WBHS’s student-centered approach’s success shines through in events like the annual Curricular Showcase. Like an Open House, the Showcase invites parents and incoming freshmen to experience learning in action through a student’s perspective. 

The event is unique because it is led by WBHS’ students, who prepare interactive displays and demonstrations of their coursework, offering a glimpse into the student’s academic journey and experiences. “Some of the most impactful school events are when the ones are student-led,” says Krause. 

WBHS also hosts Lunch and Learns for staff with different cultural student organizations. Through these events, WBHS not only emphasizes the student voice but celebrates it. The result is a welcoming and inclusive environment that enriches the educational experience for students and staff alike. 


"What I would tell other educators"

“Bring kids to the table. You can talk all day about student voice and student agency, but if you’re not doing it with students, you’re not doing it.” – Dan Krause 


Having students present at the start of the staff meetings has propelled this work forward. Krause recalls one particular meeting where teachers were discussing different instructional strategies. Students were invited to give their thoughts on how they felt these strategies worked for them. “Ask students for their opinions. You will get something out of it,” he says.

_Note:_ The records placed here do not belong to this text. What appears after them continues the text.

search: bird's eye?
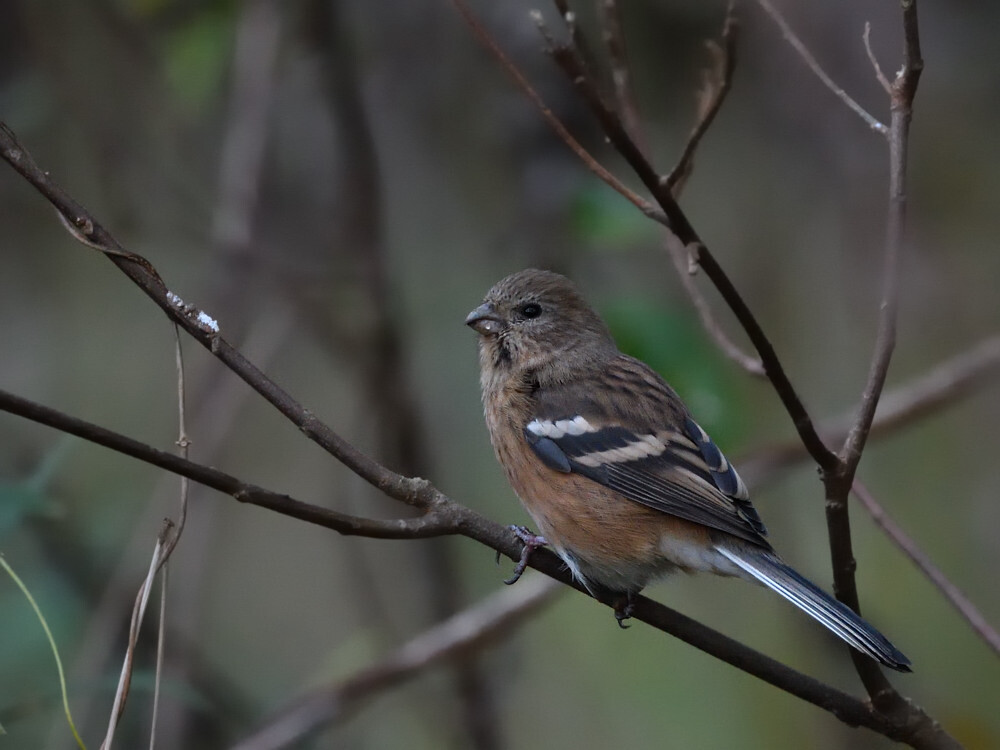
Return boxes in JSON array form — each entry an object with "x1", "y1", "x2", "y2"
[{"x1": 519, "y1": 303, "x2": 542, "y2": 319}]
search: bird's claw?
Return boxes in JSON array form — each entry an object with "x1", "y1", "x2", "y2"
[
  {"x1": 613, "y1": 591, "x2": 636, "y2": 629},
  {"x1": 502, "y1": 525, "x2": 548, "y2": 585}
]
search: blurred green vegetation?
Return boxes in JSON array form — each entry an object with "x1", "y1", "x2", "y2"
[{"x1": 1, "y1": 0, "x2": 999, "y2": 748}]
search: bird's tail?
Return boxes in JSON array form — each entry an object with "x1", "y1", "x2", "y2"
[{"x1": 716, "y1": 546, "x2": 911, "y2": 672}]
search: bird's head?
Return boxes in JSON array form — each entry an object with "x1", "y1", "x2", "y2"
[{"x1": 466, "y1": 269, "x2": 616, "y2": 385}]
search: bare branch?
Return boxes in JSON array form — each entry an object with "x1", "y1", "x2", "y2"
[
  {"x1": 232, "y1": 576, "x2": 562, "y2": 750},
  {"x1": 665, "y1": 3, "x2": 740, "y2": 193},
  {"x1": 0, "y1": 121, "x2": 434, "y2": 515},
  {"x1": 594, "y1": 3, "x2": 762, "y2": 376},
  {"x1": 853, "y1": 481, "x2": 1000, "y2": 658},
  {"x1": 826, "y1": 0, "x2": 924, "y2": 708},
  {"x1": 740, "y1": 334, "x2": 1000, "y2": 484},
  {"x1": 160, "y1": 329, "x2": 190, "y2": 566},
  {"x1": 150, "y1": 565, "x2": 168, "y2": 750},
  {"x1": 449, "y1": 0, "x2": 668, "y2": 226},
  {"x1": 0, "y1": 384, "x2": 934, "y2": 742},
  {"x1": 754, "y1": 0, "x2": 887, "y2": 135},
  {"x1": 0, "y1": 387, "x2": 455, "y2": 540},
  {"x1": 662, "y1": 232, "x2": 765, "y2": 376},
  {"x1": 100, "y1": 525, "x2": 169, "y2": 750},
  {"x1": 148, "y1": 329, "x2": 192, "y2": 750},
  {"x1": 529, "y1": 8, "x2": 838, "y2": 471},
  {"x1": 863, "y1": 22, "x2": 892, "y2": 95},
  {"x1": 597, "y1": 0, "x2": 642, "y2": 142},
  {"x1": 839, "y1": 21, "x2": 923, "y2": 474}
]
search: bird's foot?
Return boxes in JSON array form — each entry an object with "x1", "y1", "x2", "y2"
[
  {"x1": 497, "y1": 525, "x2": 549, "y2": 585},
  {"x1": 613, "y1": 591, "x2": 636, "y2": 629}
]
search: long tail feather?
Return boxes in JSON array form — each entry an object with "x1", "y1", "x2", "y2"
[{"x1": 717, "y1": 547, "x2": 911, "y2": 672}]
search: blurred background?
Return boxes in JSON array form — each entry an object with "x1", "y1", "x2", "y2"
[{"x1": 1, "y1": 0, "x2": 998, "y2": 747}]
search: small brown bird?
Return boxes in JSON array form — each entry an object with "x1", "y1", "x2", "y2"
[{"x1": 467, "y1": 268, "x2": 910, "y2": 671}]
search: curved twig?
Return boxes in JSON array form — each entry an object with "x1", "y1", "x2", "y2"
[
  {"x1": 449, "y1": 0, "x2": 667, "y2": 227},
  {"x1": 754, "y1": 0, "x2": 887, "y2": 135},
  {"x1": 852, "y1": 481, "x2": 1000, "y2": 658},
  {"x1": 231, "y1": 576, "x2": 563, "y2": 750}
]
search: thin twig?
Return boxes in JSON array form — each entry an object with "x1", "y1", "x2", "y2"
[
  {"x1": 0, "y1": 387, "x2": 455, "y2": 539},
  {"x1": 149, "y1": 328, "x2": 191, "y2": 749},
  {"x1": 597, "y1": 0, "x2": 642, "y2": 142},
  {"x1": 149, "y1": 565, "x2": 168, "y2": 750},
  {"x1": 852, "y1": 481, "x2": 1000, "y2": 658},
  {"x1": 595, "y1": 2, "x2": 763, "y2": 376},
  {"x1": 0, "y1": 121, "x2": 433, "y2": 516},
  {"x1": 49, "y1": 312, "x2": 296, "y2": 750},
  {"x1": 231, "y1": 576, "x2": 563, "y2": 750},
  {"x1": 746, "y1": 334, "x2": 1000, "y2": 485},
  {"x1": 105, "y1": 327, "x2": 192, "y2": 748},
  {"x1": 448, "y1": 0, "x2": 668, "y2": 226},
  {"x1": 665, "y1": 2, "x2": 740, "y2": 193},
  {"x1": 100, "y1": 526, "x2": 169, "y2": 750},
  {"x1": 754, "y1": 0, "x2": 888, "y2": 135},
  {"x1": 552, "y1": 0, "x2": 602, "y2": 87},
  {"x1": 863, "y1": 22, "x2": 892, "y2": 95},
  {"x1": 160, "y1": 328, "x2": 190, "y2": 565},
  {"x1": 662, "y1": 232, "x2": 765, "y2": 376},
  {"x1": 825, "y1": 0, "x2": 924, "y2": 709}
]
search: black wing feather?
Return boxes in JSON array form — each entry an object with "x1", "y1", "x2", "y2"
[{"x1": 525, "y1": 359, "x2": 770, "y2": 547}]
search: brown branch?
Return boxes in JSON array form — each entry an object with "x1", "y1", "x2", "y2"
[
  {"x1": 863, "y1": 22, "x2": 893, "y2": 95},
  {"x1": 663, "y1": 232, "x2": 766, "y2": 376},
  {"x1": 448, "y1": 0, "x2": 668, "y2": 227},
  {"x1": 597, "y1": 0, "x2": 642, "y2": 143},
  {"x1": 754, "y1": 0, "x2": 887, "y2": 135},
  {"x1": 528, "y1": 7, "x2": 837, "y2": 472},
  {"x1": 735, "y1": 335, "x2": 1000, "y2": 663},
  {"x1": 852, "y1": 481, "x2": 1000, "y2": 658},
  {"x1": 839, "y1": 12, "x2": 922, "y2": 477},
  {"x1": 824, "y1": 0, "x2": 924, "y2": 707},
  {"x1": 742, "y1": 334, "x2": 1000, "y2": 484},
  {"x1": 0, "y1": 389, "x2": 937, "y2": 745},
  {"x1": 231, "y1": 576, "x2": 563, "y2": 750},
  {"x1": 664, "y1": 2, "x2": 739, "y2": 193},
  {"x1": 0, "y1": 121, "x2": 432, "y2": 515},
  {"x1": 100, "y1": 526, "x2": 170, "y2": 750},
  {"x1": 594, "y1": 3, "x2": 762, "y2": 376},
  {"x1": 0, "y1": 387, "x2": 454, "y2": 539}
]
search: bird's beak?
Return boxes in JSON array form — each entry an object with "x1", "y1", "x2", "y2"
[{"x1": 466, "y1": 303, "x2": 504, "y2": 336}]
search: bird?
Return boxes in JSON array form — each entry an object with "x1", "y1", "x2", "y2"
[{"x1": 466, "y1": 268, "x2": 911, "y2": 672}]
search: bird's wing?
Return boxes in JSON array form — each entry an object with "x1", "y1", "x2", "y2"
[{"x1": 525, "y1": 356, "x2": 770, "y2": 548}]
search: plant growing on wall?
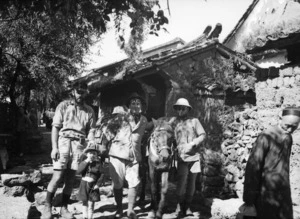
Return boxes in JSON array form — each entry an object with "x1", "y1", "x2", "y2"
[{"x1": 203, "y1": 56, "x2": 256, "y2": 92}]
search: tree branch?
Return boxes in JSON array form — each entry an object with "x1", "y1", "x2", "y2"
[
  {"x1": 167, "y1": 0, "x2": 171, "y2": 16},
  {"x1": 3, "y1": 52, "x2": 19, "y2": 62}
]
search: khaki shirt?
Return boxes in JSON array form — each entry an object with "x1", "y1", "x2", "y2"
[
  {"x1": 128, "y1": 114, "x2": 148, "y2": 162},
  {"x1": 52, "y1": 100, "x2": 96, "y2": 141},
  {"x1": 108, "y1": 117, "x2": 133, "y2": 161},
  {"x1": 171, "y1": 117, "x2": 206, "y2": 162}
]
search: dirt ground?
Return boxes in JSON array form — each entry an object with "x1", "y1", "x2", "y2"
[
  {"x1": 0, "y1": 126, "x2": 209, "y2": 219},
  {"x1": 1, "y1": 126, "x2": 300, "y2": 219}
]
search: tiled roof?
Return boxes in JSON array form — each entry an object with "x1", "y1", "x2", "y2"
[
  {"x1": 243, "y1": 1, "x2": 300, "y2": 52},
  {"x1": 76, "y1": 25, "x2": 257, "y2": 91}
]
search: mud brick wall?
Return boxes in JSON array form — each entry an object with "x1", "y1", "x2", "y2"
[
  {"x1": 161, "y1": 52, "x2": 300, "y2": 201},
  {"x1": 221, "y1": 107, "x2": 263, "y2": 197},
  {"x1": 222, "y1": 66, "x2": 300, "y2": 202}
]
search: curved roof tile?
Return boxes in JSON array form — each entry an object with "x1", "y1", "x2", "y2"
[{"x1": 244, "y1": 1, "x2": 300, "y2": 51}]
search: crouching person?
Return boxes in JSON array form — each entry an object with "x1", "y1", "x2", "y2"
[{"x1": 77, "y1": 145, "x2": 104, "y2": 219}]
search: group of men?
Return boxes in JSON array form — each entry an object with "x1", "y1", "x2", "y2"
[{"x1": 42, "y1": 81, "x2": 300, "y2": 219}]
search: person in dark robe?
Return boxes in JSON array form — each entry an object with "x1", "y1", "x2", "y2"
[{"x1": 243, "y1": 107, "x2": 300, "y2": 219}]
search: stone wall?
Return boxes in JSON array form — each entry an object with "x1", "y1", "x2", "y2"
[
  {"x1": 221, "y1": 106, "x2": 262, "y2": 198},
  {"x1": 220, "y1": 65, "x2": 300, "y2": 205},
  {"x1": 180, "y1": 64, "x2": 300, "y2": 201},
  {"x1": 160, "y1": 50, "x2": 259, "y2": 197}
]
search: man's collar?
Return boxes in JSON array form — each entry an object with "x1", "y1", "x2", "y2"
[
  {"x1": 70, "y1": 99, "x2": 75, "y2": 105},
  {"x1": 278, "y1": 124, "x2": 289, "y2": 134},
  {"x1": 70, "y1": 99, "x2": 86, "y2": 107},
  {"x1": 177, "y1": 115, "x2": 189, "y2": 121}
]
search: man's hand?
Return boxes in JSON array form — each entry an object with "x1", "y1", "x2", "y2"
[
  {"x1": 85, "y1": 153, "x2": 95, "y2": 163},
  {"x1": 87, "y1": 140, "x2": 95, "y2": 148},
  {"x1": 239, "y1": 203, "x2": 257, "y2": 217},
  {"x1": 51, "y1": 148, "x2": 60, "y2": 161},
  {"x1": 178, "y1": 142, "x2": 196, "y2": 155},
  {"x1": 186, "y1": 142, "x2": 197, "y2": 155}
]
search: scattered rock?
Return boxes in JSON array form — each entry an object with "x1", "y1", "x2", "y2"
[
  {"x1": 210, "y1": 198, "x2": 243, "y2": 219},
  {"x1": 2, "y1": 185, "x2": 26, "y2": 197}
]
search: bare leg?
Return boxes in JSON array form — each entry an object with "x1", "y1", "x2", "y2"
[{"x1": 43, "y1": 170, "x2": 64, "y2": 219}]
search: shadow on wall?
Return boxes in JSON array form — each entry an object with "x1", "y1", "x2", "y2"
[{"x1": 194, "y1": 89, "x2": 257, "y2": 199}]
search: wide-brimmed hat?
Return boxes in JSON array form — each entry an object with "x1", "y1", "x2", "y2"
[
  {"x1": 84, "y1": 144, "x2": 99, "y2": 154},
  {"x1": 126, "y1": 93, "x2": 145, "y2": 107},
  {"x1": 112, "y1": 106, "x2": 128, "y2": 115},
  {"x1": 71, "y1": 81, "x2": 88, "y2": 91},
  {"x1": 173, "y1": 98, "x2": 192, "y2": 110}
]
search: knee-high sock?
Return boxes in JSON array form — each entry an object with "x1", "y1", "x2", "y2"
[
  {"x1": 177, "y1": 195, "x2": 186, "y2": 213},
  {"x1": 62, "y1": 193, "x2": 71, "y2": 207},
  {"x1": 82, "y1": 204, "x2": 88, "y2": 218},
  {"x1": 128, "y1": 187, "x2": 137, "y2": 213},
  {"x1": 45, "y1": 191, "x2": 55, "y2": 206},
  {"x1": 185, "y1": 195, "x2": 193, "y2": 209},
  {"x1": 114, "y1": 188, "x2": 123, "y2": 212}
]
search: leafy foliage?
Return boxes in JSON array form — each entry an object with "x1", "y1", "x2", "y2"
[{"x1": 0, "y1": 0, "x2": 169, "y2": 110}]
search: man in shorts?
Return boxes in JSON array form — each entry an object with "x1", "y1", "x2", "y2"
[
  {"x1": 109, "y1": 93, "x2": 148, "y2": 219},
  {"x1": 43, "y1": 81, "x2": 96, "y2": 219}
]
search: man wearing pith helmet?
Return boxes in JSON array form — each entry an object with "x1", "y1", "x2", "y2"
[
  {"x1": 243, "y1": 107, "x2": 300, "y2": 219},
  {"x1": 170, "y1": 98, "x2": 206, "y2": 218}
]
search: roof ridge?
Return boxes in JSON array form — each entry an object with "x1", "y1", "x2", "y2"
[{"x1": 223, "y1": 0, "x2": 259, "y2": 44}]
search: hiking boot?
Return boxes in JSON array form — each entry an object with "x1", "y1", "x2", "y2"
[
  {"x1": 60, "y1": 206, "x2": 74, "y2": 219},
  {"x1": 114, "y1": 209, "x2": 123, "y2": 219},
  {"x1": 177, "y1": 211, "x2": 186, "y2": 219},
  {"x1": 42, "y1": 204, "x2": 52, "y2": 219}
]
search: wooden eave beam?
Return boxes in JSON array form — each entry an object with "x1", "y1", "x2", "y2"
[{"x1": 216, "y1": 45, "x2": 257, "y2": 72}]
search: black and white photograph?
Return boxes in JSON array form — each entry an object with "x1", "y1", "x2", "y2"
[{"x1": 0, "y1": 0, "x2": 300, "y2": 219}]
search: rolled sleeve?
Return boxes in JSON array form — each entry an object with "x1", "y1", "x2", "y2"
[
  {"x1": 192, "y1": 118, "x2": 206, "y2": 146},
  {"x1": 52, "y1": 102, "x2": 65, "y2": 128}
]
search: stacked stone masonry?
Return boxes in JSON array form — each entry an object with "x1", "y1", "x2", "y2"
[{"x1": 217, "y1": 66, "x2": 300, "y2": 206}]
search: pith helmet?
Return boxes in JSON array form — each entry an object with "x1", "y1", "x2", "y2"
[
  {"x1": 173, "y1": 98, "x2": 192, "y2": 110},
  {"x1": 84, "y1": 144, "x2": 99, "y2": 154},
  {"x1": 126, "y1": 93, "x2": 145, "y2": 107},
  {"x1": 112, "y1": 106, "x2": 127, "y2": 115}
]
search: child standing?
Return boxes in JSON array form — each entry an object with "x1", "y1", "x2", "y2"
[{"x1": 77, "y1": 144, "x2": 104, "y2": 219}]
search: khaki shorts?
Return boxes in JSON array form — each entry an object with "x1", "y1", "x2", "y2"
[
  {"x1": 52, "y1": 136, "x2": 85, "y2": 170},
  {"x1": 109, "y1": 156, "x2": 140, "y2": 189}
]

"What we are still figuring out"

WBHS is committed to supporting all students at the level they need to be successful. One out of three students at WBHS is enrolled in an Individualized Education Plan (IEP), 504 Plan, or English as a Second Language (ESL) program. As WBHS continues its student-centered approach in all aspects, universally designed programming will be more apparent throughout its classrooms.

About The Author


Dr. Dan Krause, with a career spanning since 1995, has held various roles in education, starting as a high school mathematics teacher and progressing to leadership positions. Currently serving as the Principal of Willowbrook High School in DuPage High School District 88 since 2007, he is also an Adjunct Professor at the University of Illinois at Urbana-Champaign and Aurora University. Actively involved in the Illinois Principals Association since 2002, Dr. Krause has served in leadership roles, including President in the 2019-2020 school year. Recognized for his contributions, he has received awards such as DuPage Region High School Principal of the Year (2013) and the Illinois Principals Association Herman Graves Award (2021). Dr. Krause has presented at  local, regional, state and national levels, covering topics like Smaller Learning Communities, Positive Behavioral Interventions, and school improvement initiatives. Additionally, he mentors new Principals and consults on school improvement support for districts like Chicago Public Schools and Detroit Public Schools.